Yes, WalMart will not be failing anytime soon and sure everyone everywhere loves a great deal. But increasingly there is also a recognition that many “great deals” aren’t as good as they at first appear. Cheap clothes that you have to replace every few months quickly cost you more than clothes that will last for years. Food in large bulk containers that end up being tossed away unused and rotting and which contribute to higher health care costs are also not a “good deal” however cheap they appear to be at first. Instead I think there are lots of opportunities in building businesses that charge for the value they provide and use that to grow lasting business. This is a shift back towards quality and craft alongside the customization available at lower volumes. Companies such as San Francisco’s Rickshaw Bagworks illustrate this model. - Businesses that build tools and services that enable other businesses to prosper.

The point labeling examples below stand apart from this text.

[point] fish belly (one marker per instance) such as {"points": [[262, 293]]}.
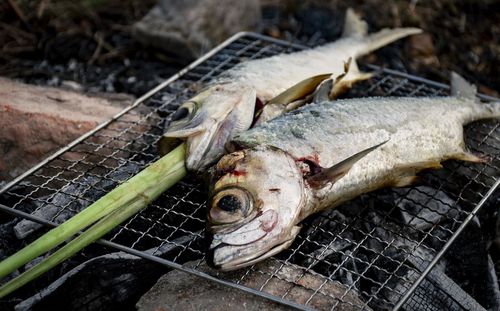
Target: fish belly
{"points": [[420, 133]]}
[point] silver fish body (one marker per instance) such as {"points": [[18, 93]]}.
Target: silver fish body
{"points": [[324, 154], [227, 106]]}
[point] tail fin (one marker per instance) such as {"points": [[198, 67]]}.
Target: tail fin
{"points": [[354, 26], [386, 36]]}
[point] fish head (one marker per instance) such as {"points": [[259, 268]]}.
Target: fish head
{"points": [[256, 199], [208, 120]]}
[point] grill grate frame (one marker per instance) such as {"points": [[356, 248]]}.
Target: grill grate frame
{"points": [[118, 149]]}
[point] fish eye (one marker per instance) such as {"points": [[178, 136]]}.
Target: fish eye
{"points": [[230, 205], [180, 113], [186, 110]]}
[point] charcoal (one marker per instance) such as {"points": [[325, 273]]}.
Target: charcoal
{"points": [[71, 199], [112, 281], [423, 206], [469, 264]]}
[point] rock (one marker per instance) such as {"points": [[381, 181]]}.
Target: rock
{"points": [[181, 291], [190, 28], [36, 121]]}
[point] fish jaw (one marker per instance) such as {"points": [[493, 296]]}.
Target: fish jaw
{"points": [[274, 184], [221, 112]]}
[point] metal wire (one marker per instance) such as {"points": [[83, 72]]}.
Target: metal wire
{"points": [[371, 253]]}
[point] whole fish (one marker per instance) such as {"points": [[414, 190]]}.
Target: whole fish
{"points": [[324, 154], [232, 102]]}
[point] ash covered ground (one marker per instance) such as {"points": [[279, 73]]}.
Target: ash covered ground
{"points": [[62, 44]]}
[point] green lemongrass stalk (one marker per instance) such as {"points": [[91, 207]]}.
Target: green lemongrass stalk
{"points": [[103, 226], [129, 197]]}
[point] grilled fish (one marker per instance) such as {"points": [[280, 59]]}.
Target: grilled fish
{"points": [[231, 102], [324, 154]]}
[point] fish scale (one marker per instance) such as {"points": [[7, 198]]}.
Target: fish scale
{"points": [[324, 154], [228, 105]]}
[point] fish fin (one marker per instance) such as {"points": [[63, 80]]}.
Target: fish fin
{"points": [[461, 88], [405, 181], [386, 36], [289, 99], [351, 75], [337, 171], [299, 90], [322, 94], [470, 157], [354, 26]]}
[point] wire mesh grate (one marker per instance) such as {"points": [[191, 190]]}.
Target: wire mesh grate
{"points": [[365, 254]]}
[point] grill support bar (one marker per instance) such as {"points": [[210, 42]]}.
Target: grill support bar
{"points": [[177, 266], [164, 262]]}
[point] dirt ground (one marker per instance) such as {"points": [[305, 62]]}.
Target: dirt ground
{"points": [[89, 41]]}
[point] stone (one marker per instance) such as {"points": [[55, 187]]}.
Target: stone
{"points": [[178, 290], [189, 28], [36, 121]]}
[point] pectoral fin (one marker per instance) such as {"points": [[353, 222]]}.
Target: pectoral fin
{"points": [[292, 98], [334, 173]]}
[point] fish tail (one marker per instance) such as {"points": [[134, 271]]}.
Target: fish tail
{"points": [[355, 27]]}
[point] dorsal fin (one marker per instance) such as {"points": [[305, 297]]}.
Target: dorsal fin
{"points": [[334, 173], [354, 26], [461, 88]]}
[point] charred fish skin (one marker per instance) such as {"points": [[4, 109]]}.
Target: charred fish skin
{"points": [[354, 145], [206, 129]]}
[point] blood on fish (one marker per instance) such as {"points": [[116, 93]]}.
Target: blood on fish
{"points": [[238, 173], [259, 105], [310, 158]]}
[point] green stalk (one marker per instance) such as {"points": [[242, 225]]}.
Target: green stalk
{"points": [[125, 200], [92, 234]]}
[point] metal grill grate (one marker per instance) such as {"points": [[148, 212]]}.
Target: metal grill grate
{"points": [[371, 251]]}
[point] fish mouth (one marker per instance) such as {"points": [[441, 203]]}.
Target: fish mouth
{"points": [[221, 263]]}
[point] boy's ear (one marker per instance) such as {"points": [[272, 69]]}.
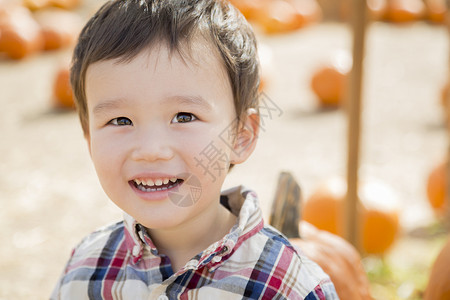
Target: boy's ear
{"points": [[246, 137], [87, 138]]}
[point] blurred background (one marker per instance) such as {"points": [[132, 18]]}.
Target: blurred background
{"points": [[50, 197]]}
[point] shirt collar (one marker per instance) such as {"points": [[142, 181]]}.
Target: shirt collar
{"points": [[240, 201]]}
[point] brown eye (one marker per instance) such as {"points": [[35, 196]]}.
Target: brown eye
{"points": [[183, 117], [121, 121]]}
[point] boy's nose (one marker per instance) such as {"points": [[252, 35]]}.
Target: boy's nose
{"points": [[152, 145]]}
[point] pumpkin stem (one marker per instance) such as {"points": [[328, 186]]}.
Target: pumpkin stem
{"points": [[286, 207]]}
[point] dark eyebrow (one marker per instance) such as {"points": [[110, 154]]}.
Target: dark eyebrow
{"points": [[180, 100], [107, 105], [192, 100]]}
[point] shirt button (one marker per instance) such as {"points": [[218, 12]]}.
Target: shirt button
{"points": [[163, 297], [136, 250]]}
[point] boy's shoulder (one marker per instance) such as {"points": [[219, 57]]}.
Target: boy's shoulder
{"points": [[103, 240], [279, 268]]}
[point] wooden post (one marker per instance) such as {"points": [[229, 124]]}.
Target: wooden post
{"points": [[358, 24], [447, 213]]}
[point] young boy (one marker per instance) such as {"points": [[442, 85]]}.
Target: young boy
{"points": [[164, 87]]}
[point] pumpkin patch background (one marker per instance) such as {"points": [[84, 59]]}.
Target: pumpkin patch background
{"points": [[50, 197]]}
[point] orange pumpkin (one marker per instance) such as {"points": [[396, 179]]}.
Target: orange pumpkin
{"points": [[438, 287], [36, 4], [280, 16], [437, 189], [378, 212], [20, 34], [338, 258], [65, 4], [250, 8], [307, 12], [329, 82], [377, 8], [60, 28], [436, 10], [62, 90], [41, 4], [401, 11]]}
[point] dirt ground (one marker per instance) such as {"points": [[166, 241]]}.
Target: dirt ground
{"points": [[50, 197]]}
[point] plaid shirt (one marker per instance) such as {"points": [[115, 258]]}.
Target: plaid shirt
{"points": [[253, 261]]}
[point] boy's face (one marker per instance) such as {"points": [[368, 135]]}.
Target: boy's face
{"points": [[158, 133]]}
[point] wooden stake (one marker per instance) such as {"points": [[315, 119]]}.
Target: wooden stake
{"points": [[447, 213], [358, 22]]}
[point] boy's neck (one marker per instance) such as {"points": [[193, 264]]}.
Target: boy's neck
{"points": [[184, 242]]}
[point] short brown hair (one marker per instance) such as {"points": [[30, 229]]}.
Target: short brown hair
{"points": [[123, 28]]}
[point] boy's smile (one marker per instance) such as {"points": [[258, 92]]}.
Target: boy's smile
{"points": [[150, 119]]}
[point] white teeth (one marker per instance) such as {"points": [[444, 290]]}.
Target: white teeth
{"points": [[155, 182]]}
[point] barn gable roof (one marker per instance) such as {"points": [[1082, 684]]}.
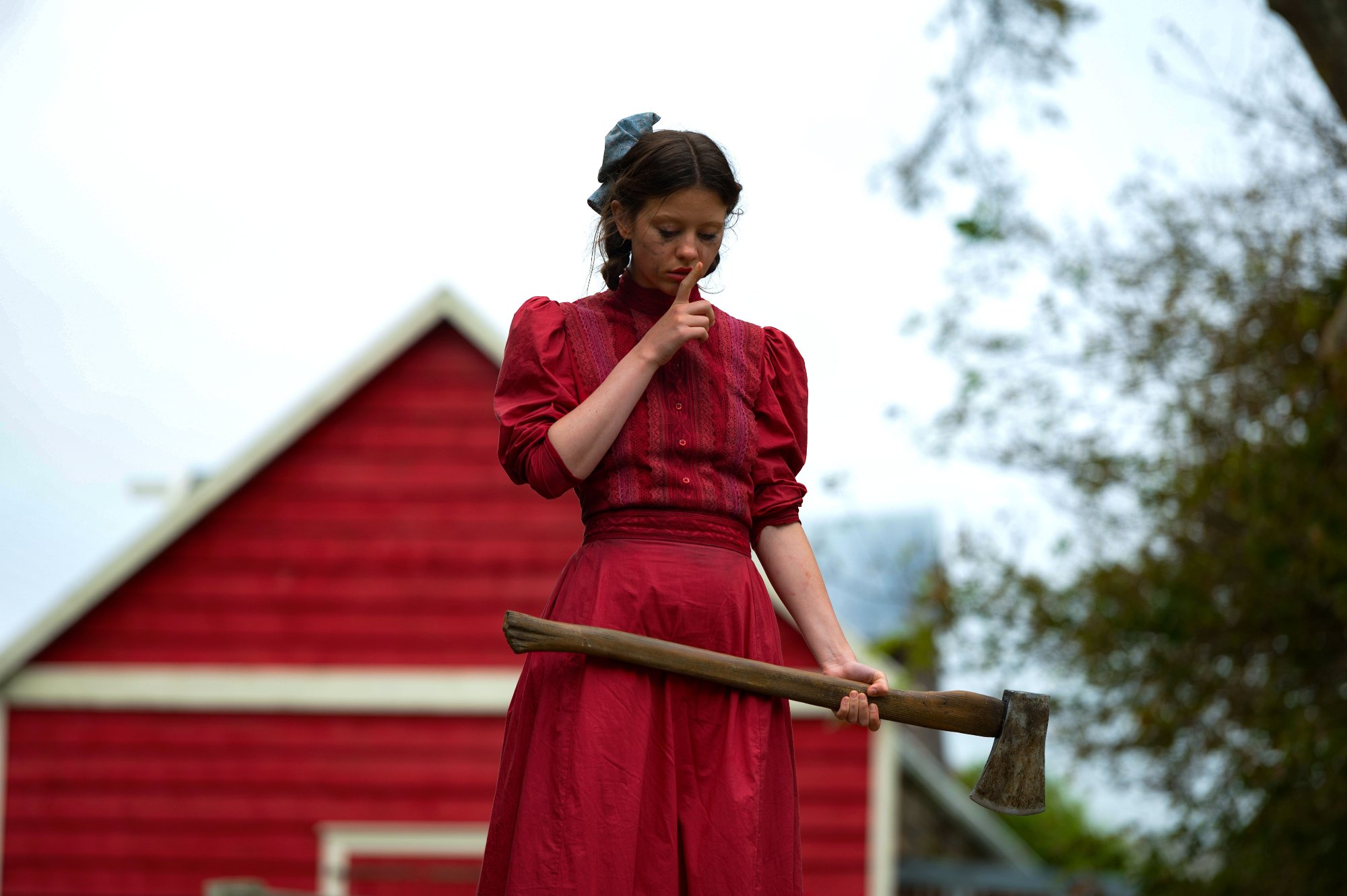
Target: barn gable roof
{"points": [[441, 307]]}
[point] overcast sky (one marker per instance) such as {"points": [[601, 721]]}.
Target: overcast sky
{"points": [[209, 207]]}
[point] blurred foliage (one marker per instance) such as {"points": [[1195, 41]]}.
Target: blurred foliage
{"points": [[1065, 837], [1181, 386]]}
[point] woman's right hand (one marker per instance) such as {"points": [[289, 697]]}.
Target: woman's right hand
{"points": [[684, 322]]}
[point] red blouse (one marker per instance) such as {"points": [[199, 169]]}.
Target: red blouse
{"points": [[720, 431]]}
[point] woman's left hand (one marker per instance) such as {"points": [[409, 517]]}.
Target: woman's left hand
{"points": [[856, 707]]}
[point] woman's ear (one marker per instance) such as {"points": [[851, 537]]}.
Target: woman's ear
{"points": [[624, 226]]}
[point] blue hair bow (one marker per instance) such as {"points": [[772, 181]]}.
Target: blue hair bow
{"points": [[616, 144]]}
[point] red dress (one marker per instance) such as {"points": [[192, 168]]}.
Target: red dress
{"points": [[618, 781]]}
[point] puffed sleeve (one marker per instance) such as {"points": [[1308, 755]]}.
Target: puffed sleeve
{"points": [[782, 413], [535, 389]]}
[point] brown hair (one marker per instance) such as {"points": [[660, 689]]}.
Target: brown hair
{"points": [[659, 164]]}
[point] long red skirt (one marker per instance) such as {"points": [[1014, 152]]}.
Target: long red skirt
{"points": [[619, 781]]}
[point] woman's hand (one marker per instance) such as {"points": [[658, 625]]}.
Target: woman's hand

Okay this is an old fashioned business, it is the modern variation on the don’t be a gold miner be the guy selling shovels and pickaxes. But more fundamentally it is about recognizing that there are in essence only two core types of businesses – those businesses that provide a core element for another business’ success (suppliers broadly speaking) or businesses that sell discretionary purchases that compete to some degree with all other optional purchases (whether optional purchases by corporations or individuals). The first category restricts your pricing to low enough that your customers can still leverage your offerings to in turn make more money from their customers. The second category allows for literally unlimited pricing (or more specifically “as high as the market will bear” but means your customers are likely fickle, more costly to engage with and your competition will continually emerge from new areas you can not anticipate.Amazon.com is an example of company that is trying to do both types of business – both be a supplier to 1000’s of other businesses – via both their Amazon Web Services technology offerings and via their Amazon Fulfillment services offering as well as other ecommerce services to 100’s of other businesses and of course as both a large scale consumer eccommerce company and as a publisher and consumer electronics company Amazon sells discretionary purchases directly to consumers.
What other opportunities do you see in the market today (globally or locally)?